Search code examples
computer-visionkinectmotion-detection

Kinect as Motion Sensor


I'm planning on creating an app that does something like this: http://www.zonetrigger.com/articles/Kinect-software/

That means, I want to be able to set up "Trigger Zones" using the Kinect and it's 3d Image. Now I know that Microsoft is stating that the Kinect can detect the skeleton of up to 6 People. For me however, it would be enough to detect whether something is entering a trigger zone and where.
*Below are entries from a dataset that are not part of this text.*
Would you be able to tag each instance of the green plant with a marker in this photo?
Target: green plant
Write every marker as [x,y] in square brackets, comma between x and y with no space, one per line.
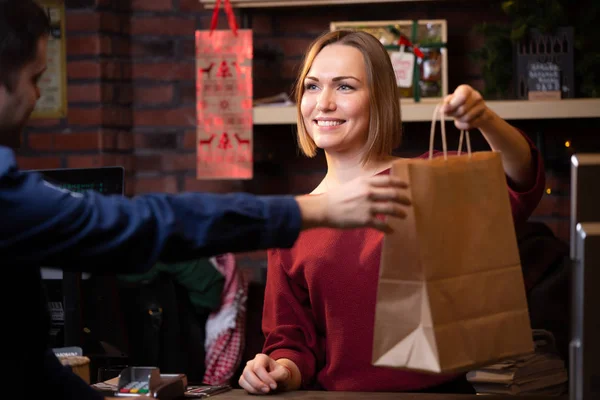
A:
[496,54]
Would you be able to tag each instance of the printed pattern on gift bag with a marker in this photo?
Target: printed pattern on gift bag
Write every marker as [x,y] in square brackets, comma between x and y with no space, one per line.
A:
[224,101]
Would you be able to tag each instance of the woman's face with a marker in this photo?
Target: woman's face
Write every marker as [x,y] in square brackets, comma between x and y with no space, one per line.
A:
[335,103]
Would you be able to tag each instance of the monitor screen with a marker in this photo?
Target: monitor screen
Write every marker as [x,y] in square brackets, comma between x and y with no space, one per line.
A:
[105,180]
[64,290]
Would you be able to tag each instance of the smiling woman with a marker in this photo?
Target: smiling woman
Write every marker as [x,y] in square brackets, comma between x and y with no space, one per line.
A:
[320,296]
[357,66]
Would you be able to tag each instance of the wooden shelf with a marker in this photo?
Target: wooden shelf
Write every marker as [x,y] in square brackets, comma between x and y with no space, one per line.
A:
[293,3]
[423,111]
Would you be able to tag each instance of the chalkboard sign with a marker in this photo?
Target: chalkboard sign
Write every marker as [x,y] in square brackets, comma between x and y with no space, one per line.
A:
[543,77]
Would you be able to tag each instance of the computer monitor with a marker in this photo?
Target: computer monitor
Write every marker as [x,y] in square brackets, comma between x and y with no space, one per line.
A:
[105,180]
[585,329]
[585,191]
[585,256]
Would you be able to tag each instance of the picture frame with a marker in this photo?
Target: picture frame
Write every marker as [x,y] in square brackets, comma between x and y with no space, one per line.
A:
[53,83]
[429,35]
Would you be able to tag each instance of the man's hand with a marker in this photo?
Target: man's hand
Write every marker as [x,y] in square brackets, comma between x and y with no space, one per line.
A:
[356,204]
[262,375]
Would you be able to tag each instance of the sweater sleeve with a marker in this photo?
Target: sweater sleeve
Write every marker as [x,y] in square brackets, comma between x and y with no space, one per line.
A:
[288,322]
[523,202]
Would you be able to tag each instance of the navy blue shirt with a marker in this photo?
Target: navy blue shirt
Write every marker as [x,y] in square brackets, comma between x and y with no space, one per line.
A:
[41,224]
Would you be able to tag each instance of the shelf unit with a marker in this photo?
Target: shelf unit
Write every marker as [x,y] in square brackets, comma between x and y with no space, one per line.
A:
[423,111]
[295,3]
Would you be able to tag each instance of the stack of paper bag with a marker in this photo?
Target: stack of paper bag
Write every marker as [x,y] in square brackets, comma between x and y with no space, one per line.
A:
[542,373]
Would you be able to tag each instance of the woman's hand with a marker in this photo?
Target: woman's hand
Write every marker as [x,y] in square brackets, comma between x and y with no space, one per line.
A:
[470,111]
[467,107]
[356,204]
[262,375]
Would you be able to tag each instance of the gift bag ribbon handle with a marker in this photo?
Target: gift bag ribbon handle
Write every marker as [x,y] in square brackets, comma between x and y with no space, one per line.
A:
[228,12]
[439,110]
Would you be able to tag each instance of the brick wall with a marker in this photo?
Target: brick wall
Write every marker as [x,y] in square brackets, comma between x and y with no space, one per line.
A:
[131,96]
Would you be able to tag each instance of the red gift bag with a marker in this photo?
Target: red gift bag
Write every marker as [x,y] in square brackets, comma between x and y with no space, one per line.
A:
[224,100]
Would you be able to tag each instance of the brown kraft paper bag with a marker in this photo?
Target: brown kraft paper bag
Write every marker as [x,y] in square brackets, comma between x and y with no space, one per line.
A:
[451,294]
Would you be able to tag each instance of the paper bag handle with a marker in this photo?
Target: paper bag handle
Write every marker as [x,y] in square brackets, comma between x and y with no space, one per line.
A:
[463,133]
[228,12]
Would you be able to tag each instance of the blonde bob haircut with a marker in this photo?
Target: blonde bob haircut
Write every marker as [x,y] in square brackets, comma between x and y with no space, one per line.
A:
[385,123]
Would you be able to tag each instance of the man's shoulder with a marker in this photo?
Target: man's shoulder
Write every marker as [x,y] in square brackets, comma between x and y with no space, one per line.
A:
[7,160]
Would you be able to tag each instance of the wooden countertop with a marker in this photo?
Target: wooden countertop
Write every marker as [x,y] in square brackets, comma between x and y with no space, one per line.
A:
[238,394]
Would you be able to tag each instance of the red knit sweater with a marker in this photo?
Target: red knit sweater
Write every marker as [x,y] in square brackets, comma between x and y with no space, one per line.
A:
[320,305]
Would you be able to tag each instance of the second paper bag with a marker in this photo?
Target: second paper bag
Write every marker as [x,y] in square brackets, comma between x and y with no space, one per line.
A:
[451,294]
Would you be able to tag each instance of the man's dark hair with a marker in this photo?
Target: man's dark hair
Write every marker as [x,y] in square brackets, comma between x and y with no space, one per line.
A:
[22,24]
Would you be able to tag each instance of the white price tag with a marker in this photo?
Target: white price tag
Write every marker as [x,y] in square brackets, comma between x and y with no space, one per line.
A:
[403,64]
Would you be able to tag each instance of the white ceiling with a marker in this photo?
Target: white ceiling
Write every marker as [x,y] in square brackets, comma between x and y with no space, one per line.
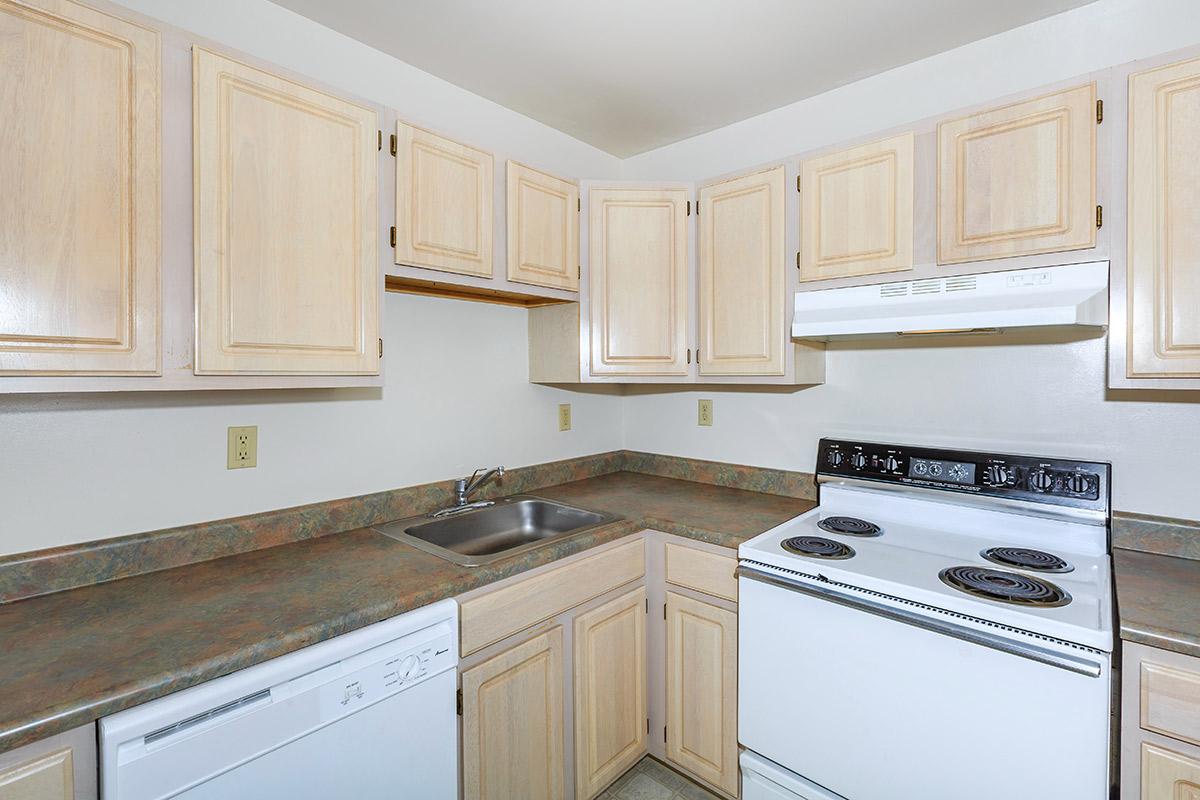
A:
[629,76]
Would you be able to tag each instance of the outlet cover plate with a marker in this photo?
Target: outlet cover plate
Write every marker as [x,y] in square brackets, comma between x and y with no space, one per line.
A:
[243,446]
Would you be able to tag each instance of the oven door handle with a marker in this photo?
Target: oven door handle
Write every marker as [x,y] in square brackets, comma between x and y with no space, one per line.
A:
[1005,644]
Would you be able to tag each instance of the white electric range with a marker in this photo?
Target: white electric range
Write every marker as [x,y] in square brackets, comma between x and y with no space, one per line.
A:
[939,627]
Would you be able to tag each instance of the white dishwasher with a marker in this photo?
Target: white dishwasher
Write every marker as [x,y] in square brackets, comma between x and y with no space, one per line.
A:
[366,715]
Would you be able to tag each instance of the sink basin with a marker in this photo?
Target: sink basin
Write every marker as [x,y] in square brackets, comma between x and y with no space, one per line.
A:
[499,530]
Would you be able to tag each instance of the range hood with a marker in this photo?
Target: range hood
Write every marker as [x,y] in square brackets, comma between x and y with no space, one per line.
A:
[1069,295]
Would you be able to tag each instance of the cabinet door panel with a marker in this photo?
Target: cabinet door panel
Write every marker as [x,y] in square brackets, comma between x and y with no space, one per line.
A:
[443,203]
[742,268]
[544,228]
[1164,239]
[286,220]
[702,690]
[79,169]
[639,275]
[610,691]
[1167,775]
[513,722]
[1018,180]
[856,210]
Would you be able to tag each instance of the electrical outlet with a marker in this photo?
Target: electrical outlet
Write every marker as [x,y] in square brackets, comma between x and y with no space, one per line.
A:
[243,447]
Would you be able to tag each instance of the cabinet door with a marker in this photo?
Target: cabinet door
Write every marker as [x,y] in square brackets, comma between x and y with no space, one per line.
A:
[49,777]
[1163,281]
[79,176]
[1167,775]
[856,210]
[443,203]
[742,292]
[610,691]
[287,276]
[637,257]
[1018,180]
[544,228]
[702,679]
[513,722]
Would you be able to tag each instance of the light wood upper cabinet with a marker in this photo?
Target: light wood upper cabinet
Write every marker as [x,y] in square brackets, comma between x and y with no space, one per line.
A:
[857,210]
[287,278]
[1163,280]
[610,691]
[544,228]
[1018,180]
[1168,775]
[79,185]
[637,256]
[742,265]
[513,722]
[443,203]
[702,710]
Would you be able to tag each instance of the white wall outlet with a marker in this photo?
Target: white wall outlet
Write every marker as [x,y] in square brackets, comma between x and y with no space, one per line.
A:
[243,446]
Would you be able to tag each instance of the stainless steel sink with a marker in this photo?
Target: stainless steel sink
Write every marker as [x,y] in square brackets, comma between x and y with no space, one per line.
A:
[499,530]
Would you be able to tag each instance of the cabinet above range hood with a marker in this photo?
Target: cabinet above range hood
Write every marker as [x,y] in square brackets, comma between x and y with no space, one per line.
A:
[1053,296]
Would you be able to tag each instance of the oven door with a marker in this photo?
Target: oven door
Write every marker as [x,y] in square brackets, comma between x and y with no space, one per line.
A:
[880,699]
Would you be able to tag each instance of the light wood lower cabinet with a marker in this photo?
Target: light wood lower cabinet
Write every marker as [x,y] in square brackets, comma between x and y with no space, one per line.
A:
[287,280]
[79,192]
[513,722]
[701,701]
[610,692]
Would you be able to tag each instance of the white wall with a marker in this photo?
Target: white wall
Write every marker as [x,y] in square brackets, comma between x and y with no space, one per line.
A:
[1039,398]
[77,468]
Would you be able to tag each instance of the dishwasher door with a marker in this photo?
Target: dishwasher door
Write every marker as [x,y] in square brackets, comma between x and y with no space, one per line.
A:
[367,715]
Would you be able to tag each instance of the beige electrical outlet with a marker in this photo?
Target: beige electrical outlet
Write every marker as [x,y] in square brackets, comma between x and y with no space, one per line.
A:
[243,446]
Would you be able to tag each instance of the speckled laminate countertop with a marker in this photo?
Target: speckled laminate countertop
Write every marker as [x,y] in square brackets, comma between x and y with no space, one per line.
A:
[1158,600]
[70,657]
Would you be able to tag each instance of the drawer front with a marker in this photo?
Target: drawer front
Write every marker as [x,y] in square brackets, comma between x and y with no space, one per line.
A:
[1170,702]
[702,571]
[501,613]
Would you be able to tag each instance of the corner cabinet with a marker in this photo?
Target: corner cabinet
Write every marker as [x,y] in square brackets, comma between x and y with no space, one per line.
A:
[1163,256]
[637,257]
[1018,180]
[79,169]
[287,278]
[443,203]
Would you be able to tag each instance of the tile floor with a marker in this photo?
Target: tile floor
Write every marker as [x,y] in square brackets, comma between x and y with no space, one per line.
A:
[651,780]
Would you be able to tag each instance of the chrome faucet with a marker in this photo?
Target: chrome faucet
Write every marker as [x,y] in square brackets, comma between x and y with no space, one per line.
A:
[465,487]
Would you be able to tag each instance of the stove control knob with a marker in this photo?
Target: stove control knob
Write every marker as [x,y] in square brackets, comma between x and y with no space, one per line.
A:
[996,475]
[1041,480]
[1077,482]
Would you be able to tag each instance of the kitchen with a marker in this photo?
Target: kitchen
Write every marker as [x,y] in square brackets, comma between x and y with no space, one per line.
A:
[191,519]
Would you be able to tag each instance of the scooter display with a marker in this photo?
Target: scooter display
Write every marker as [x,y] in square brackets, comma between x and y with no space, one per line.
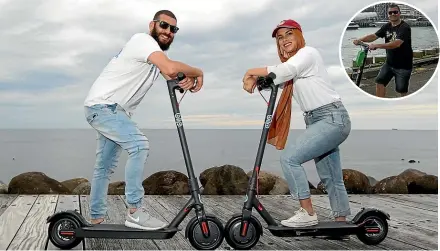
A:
[360,60]
[68,228]
[243,230]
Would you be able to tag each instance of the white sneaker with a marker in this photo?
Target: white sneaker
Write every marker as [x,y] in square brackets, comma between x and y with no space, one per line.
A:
[301,218]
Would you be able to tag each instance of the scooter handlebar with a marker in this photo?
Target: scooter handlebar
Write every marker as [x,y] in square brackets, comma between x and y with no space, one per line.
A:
[180,76]
[363,44]
[266,82]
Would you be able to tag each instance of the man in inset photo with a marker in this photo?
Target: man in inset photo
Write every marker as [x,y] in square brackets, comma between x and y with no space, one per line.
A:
[399,52]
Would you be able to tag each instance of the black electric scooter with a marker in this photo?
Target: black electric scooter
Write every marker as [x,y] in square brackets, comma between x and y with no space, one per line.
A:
[243,230]
[68,228]
[365,49]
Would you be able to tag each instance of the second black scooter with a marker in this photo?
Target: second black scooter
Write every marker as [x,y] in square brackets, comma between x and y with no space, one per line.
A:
[68,228]
[243,230]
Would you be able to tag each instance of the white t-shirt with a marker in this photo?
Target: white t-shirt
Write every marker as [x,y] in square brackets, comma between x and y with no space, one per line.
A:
[312,87]
[128,76]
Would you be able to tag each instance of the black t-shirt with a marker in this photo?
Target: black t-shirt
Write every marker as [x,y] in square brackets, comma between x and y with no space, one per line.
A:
[401,57]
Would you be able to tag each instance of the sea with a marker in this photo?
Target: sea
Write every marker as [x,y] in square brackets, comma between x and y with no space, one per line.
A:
[421,38]
[70,153]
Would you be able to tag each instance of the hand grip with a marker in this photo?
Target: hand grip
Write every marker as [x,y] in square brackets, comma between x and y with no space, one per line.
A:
[180,76]
[265,82]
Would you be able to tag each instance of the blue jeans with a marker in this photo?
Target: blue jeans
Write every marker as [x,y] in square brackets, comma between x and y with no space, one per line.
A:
[401,77]
[116,131]
[326,128]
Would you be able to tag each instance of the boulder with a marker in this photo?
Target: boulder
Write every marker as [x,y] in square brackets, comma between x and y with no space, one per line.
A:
[426,184]
[372,181]
[73,183]
[224,180]
[116,188]
[35,183]
[82,188]
[393,185]
[166,183]
[356,182]
[410,174]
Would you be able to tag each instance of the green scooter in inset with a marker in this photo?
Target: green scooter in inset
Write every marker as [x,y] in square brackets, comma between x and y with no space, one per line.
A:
[361,58]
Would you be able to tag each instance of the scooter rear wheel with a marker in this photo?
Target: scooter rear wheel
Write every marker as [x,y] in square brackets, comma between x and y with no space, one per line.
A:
[235,240]
[67,224]
[374,231]
[199,241]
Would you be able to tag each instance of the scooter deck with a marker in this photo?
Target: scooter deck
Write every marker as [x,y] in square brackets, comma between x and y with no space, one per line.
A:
[120,231]
[322,228]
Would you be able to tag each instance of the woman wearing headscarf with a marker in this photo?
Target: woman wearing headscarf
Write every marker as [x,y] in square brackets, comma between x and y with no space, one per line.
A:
[302,74]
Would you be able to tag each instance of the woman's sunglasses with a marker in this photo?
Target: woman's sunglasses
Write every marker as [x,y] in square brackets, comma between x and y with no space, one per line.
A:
[164,25]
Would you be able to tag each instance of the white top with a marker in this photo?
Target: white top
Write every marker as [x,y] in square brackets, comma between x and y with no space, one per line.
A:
[128,76]
[312,87]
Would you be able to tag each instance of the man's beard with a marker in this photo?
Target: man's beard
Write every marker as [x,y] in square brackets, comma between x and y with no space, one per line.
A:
[163,46]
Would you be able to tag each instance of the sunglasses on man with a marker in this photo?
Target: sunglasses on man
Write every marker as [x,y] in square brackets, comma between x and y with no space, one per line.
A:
[164,25]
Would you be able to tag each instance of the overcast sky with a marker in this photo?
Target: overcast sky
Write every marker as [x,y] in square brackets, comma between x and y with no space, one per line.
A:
[52,51]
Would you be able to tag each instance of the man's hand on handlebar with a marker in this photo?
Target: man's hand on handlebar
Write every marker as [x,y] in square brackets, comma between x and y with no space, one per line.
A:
[249,83]
[190,84]
[187,83]
[357,42]
[198,85]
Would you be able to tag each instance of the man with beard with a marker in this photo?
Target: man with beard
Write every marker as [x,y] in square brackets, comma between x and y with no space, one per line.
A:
[110,104]
[399,62]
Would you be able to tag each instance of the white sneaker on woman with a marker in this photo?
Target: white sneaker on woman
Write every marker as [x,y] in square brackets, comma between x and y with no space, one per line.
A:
[301,218]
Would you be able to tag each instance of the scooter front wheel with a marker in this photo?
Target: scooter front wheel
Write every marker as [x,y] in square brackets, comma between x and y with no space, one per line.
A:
[198,240]
[61,233]
[234,238]
[375,230]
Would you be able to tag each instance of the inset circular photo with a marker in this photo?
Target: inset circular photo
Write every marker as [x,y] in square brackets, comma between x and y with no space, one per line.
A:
[390,50]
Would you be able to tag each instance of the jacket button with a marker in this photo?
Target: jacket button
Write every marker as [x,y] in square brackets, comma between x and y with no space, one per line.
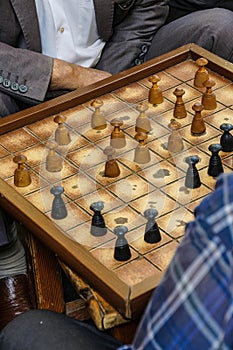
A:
[23,88]
[6,83]
[144,49]
[14,86]
[138,61]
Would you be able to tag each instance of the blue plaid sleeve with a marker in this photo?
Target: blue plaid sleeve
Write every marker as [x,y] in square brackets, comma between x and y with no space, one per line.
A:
[192,308]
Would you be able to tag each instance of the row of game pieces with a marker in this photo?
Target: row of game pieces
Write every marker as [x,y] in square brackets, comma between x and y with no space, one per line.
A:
[122,250]
[98,227]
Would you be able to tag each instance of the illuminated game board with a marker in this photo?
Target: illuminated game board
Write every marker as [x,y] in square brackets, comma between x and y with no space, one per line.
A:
[158,183]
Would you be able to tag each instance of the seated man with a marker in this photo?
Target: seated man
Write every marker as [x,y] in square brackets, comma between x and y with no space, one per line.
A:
[190,309]
[50,47]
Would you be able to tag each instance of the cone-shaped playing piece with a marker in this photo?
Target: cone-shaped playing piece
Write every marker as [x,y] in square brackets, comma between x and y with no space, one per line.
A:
[175,142]
[198,125]
[208,98]
[111,167]
[155,93]
[117,139]
[98,227]
[53,160]
[226,140]
[215,164]
[141,152]
[179,111]
[22,177]
[58,206]
[98,121]
[152,232]
[142,121]
[122,251]
[192,179]
[62,136]
[202,73]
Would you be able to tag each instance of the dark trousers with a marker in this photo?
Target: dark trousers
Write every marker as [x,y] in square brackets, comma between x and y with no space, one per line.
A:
[47,330]
[210,29]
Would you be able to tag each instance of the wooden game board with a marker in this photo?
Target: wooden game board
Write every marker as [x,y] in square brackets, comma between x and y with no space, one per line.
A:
[158,184]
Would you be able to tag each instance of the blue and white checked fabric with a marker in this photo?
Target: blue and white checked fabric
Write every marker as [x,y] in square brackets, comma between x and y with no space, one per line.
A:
[192,308]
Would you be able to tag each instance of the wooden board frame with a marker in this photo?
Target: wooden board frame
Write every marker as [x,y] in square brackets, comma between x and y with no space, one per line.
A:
[130,301]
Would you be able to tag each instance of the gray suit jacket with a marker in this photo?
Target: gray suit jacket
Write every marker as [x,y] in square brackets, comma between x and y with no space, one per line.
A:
[128,27]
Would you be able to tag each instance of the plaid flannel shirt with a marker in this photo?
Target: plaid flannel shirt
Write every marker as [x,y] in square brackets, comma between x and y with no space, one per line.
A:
[192,308]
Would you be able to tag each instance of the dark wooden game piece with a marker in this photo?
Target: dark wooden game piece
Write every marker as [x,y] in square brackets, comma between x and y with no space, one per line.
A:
[202,73]
[175,142]
[226,140]
[152,232]
[198,125]
[208,98]
[111,167]
[98,227]
[142,152]
[142,121]
[122,251]
[62,136]
[192,179]
[58,211]
[215,167]
[53,160]
[179,111]
[155,93]
[22,177]
[117,139]
[98,121]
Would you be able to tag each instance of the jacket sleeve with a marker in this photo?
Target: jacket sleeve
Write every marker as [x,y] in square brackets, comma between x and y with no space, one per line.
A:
[132,36]
[24,74]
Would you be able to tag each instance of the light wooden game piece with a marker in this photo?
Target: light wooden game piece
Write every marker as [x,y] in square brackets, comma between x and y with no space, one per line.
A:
[198,125]
[179,111]
[22,177]
[202,73]
[111,167]
[226,140]
[192,179]
[122,251]
[58,211]
[117,139]
[155,93]
[142,121]
[142,152]
[98,121]
[175,142]
[53,161]
[98,227]
[215,167]
[208,98]
[62,136]
[152,232]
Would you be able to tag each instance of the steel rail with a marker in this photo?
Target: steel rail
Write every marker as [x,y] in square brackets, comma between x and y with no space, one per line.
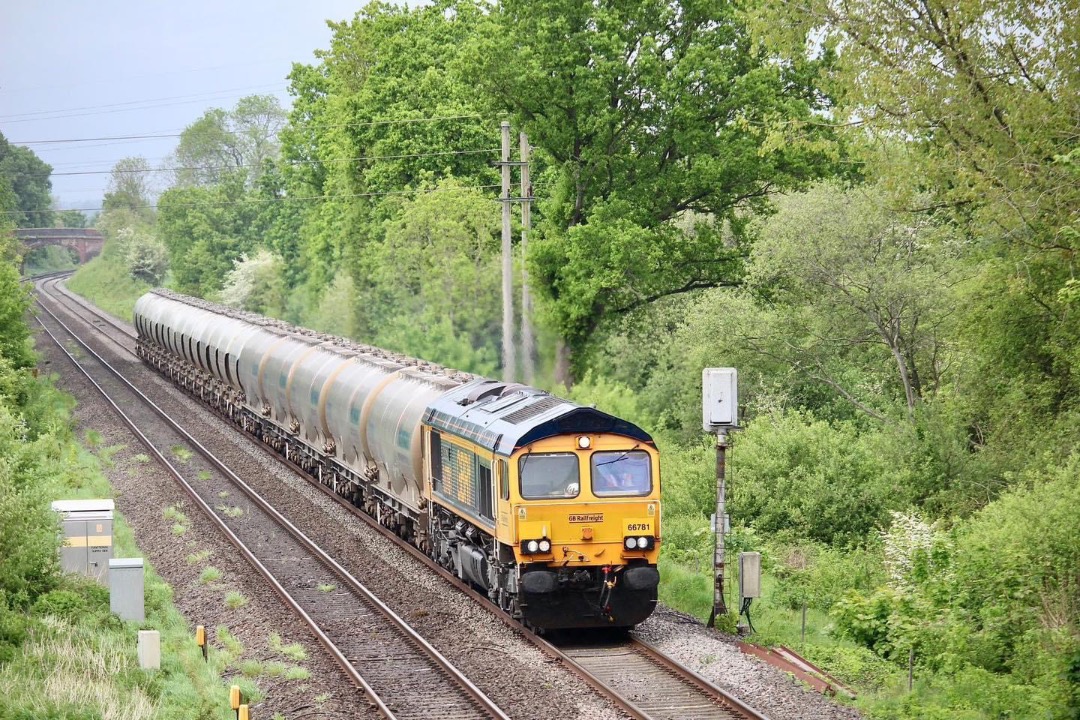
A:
[486,704]
[544,646]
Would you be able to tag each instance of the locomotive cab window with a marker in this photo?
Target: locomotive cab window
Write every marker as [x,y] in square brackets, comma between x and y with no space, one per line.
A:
[621,473]
[503,473]
[436,459]
[486,506]
[549,475]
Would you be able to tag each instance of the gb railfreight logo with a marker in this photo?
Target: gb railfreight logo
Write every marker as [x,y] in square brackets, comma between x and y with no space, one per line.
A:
[591,517]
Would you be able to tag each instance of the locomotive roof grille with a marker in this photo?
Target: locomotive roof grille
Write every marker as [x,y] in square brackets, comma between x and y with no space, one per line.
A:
[532,410]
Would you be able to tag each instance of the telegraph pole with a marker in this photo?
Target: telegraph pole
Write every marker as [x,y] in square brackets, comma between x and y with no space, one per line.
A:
[719,607]
[719,407]
[509,360]
[528,343]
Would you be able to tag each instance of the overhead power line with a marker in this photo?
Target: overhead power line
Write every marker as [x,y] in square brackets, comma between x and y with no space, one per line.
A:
[231,167]
[270,200]
[401,121]
[123,107]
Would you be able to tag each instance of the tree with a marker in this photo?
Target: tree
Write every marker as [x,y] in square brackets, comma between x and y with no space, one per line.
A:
[859,285]
[130,187]
[27,177]
[206,229]
[385,111]
[643,114]
[987,94]
[223,141]
[72,219]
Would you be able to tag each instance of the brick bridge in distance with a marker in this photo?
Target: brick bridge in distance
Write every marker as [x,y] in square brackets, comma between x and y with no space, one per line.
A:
[85,241]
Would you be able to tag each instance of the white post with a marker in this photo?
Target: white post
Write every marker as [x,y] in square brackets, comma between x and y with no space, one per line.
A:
[509,362]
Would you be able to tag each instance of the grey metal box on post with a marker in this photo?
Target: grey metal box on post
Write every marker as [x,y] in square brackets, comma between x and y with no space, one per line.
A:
[125,588]
[750,575]
[88,537]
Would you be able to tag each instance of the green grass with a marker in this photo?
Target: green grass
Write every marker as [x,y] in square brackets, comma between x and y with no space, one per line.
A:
[109,286]
[79,661]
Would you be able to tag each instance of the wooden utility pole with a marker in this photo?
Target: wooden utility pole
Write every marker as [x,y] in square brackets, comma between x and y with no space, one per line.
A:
[719,407]
[528,342]
[719,607]
[509,360]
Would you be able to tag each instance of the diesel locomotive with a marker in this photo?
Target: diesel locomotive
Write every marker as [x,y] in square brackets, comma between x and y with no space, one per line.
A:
[551,507]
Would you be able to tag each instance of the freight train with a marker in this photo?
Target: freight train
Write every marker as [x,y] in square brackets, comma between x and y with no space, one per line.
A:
[551,507]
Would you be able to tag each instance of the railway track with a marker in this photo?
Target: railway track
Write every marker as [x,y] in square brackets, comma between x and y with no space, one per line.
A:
[401,674]
[639,680]
[651,684]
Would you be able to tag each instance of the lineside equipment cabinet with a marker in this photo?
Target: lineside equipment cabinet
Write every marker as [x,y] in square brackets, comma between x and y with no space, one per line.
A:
[88,537]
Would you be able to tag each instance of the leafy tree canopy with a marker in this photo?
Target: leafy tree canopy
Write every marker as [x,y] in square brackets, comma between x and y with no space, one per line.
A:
[27,177]
[660,126]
Does anyone know if the Kinect can be programmed to function as a simple Motion Sensor, so it can detect more than 6 entries?


Solution

  • It is well known that Kinect cannot detect more than 5 entries (just kidding). All you need to do is to get a depth map (z-map) from Kinect, and then convert it into a 3d map using these formulas,

    X = (((cols - cap_width) * Z ) / focal_length_X);
    Y = (((row - cap_height)* Z ) / focal_length_Y);
    Z = Z; 
    

    Where row and col are calculated from the image center (not upper left corner!) and focal is a focal length of Kinect in pixels (~570). Now you can specify the exact locations in 3D where if the pixels appear, you can do whatever you want to do. Here are more pointers:

    1. You can use openCV for the ease of visualization. To read a frame from Kinect after it was initialized you just need something like this:

      Mat inputMat = Mat(h, w, CV_16U, (void*) depth_gen.GetData());

    2. You can easily visualize depth maps using histogram equalization (it will optimally spread 10000 Kinect levels among your available 255 levels of grey)

    3. It is sometimes desirable to do object segmentation grouping spatially close pixels with similar depth together. I did this several years ago, see this but had to delete the floor and/or common surface on which object stayed otherwise all the object were connected and extracted as a single large segment.